Schmal points to China, where online companies are currently discussing introducing so-called kiosks in order to be close to their customers. "Because Chinese customers are not always at home either," says Schmal. "At the same time, their workplaces do not always have the capacity to accept online deliveries."

What could such spaces look like? How could the points of intersection between package deliveries and customers be shifted back into the public realm? And how would parcel distribution have to be organized so that online shoppers can get their goods quickly while consuming less energy and producing less packaging waste?

These questions pertain not only to the city, but also particularly to the countryside. "The demand for such places is even greater there," Schmal believes, "because thanks to the internet, people no longer have to make the arduous journey to the city to shop." These people also have to work and cannot always be at home to accept packages when they are delivered, he points out.

Online shopping with a human touch

Schmal thinks these online delivery places should spring up throughout the country "like mushrooms: small and all over the place." 

"They should be open 24 hours a day — and please: Real people should work there!" he adds. 

The names of the architecture students' ideas reveal the respective focus of each one: Parcel@Work, Parcell or ParceLabs.

This images shows a potential ParceLab, which would convert corrugated paper into plant-friendly terrainImage: Deborah Gasse

Parcel@Work, for instance, would aim to deliver packages to peoples' workplaces to minimize the number of trips for customers and delivery personnel.

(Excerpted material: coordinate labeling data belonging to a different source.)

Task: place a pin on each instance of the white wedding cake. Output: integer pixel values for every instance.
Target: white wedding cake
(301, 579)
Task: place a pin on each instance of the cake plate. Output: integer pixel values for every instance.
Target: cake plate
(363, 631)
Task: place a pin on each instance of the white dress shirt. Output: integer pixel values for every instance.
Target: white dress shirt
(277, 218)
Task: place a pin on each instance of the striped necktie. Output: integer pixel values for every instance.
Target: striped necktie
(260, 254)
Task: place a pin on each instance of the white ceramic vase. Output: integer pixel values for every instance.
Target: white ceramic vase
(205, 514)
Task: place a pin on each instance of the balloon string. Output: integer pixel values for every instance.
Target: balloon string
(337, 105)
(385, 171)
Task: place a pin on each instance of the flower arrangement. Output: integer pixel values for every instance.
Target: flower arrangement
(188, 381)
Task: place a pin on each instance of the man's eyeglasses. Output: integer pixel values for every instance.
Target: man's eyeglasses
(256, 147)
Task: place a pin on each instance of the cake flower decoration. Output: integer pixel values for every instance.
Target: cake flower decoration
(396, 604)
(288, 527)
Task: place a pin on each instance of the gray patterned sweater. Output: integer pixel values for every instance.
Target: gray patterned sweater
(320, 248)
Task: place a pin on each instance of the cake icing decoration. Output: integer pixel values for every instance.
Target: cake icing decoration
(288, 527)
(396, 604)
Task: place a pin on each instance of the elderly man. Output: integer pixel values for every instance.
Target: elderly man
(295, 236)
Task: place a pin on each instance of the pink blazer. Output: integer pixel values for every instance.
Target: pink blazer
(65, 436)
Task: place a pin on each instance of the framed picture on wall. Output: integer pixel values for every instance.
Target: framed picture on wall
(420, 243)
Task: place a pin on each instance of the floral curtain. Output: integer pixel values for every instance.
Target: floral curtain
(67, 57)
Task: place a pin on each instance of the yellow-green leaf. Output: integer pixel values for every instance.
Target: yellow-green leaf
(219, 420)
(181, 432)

Parcell, on the other hand, aims to establish "delivery clubs" somewhere between the large distribution centers on urban outskirts and the parcel pick-up stations close to customers. These would serve as a kind of distribution-organization hub. Much like workers' clubs in Moscow in the 1920s, Parcell would be a cafeteria, bar, cinema, medical supply station and hostel for the beleaguered parcel deliverers all in one. The guiding idea: parcel distribution in combination with a sense of community and helping each other out.

Another idea is the "Retourenpassage," or "returns center," which would ideally be near a main railway station. It would serve as a parcel delivery hall, but also, a department store where returned goods are sold, instead of being scrapped.

Urban farming in a former parking garage

"It is admittedly somewhat utopian," says Deborah Gasse, about her idea for ParceLabs, which she wants to install in abandoned parking garages in city centers, among other places. "Here, we continue to use what connects all online orders in an environmentally friendly way: corrugated cardboard."

Once customers unpack their deliveries, the cardboard would be planted with nutrient-rich vegetable and herb seedlings using the so-called sheet mulching process. Gasse's ParceLabs thus kill several birds with one stone: "Reutilization instead of demolition, reduction of traffic, material recycling, urban farming, food shopping, air purification and healthy nutrition come together in an exemplary way," says Gasse.

Is this a solution for the empty shopping centers, department stores and small shops of the future? Even if the retail trade disappears from cities, as museum director Schmal suspects, he sees at least one consolation: "The restaurants will remain. Who wants half-warm food delivered?"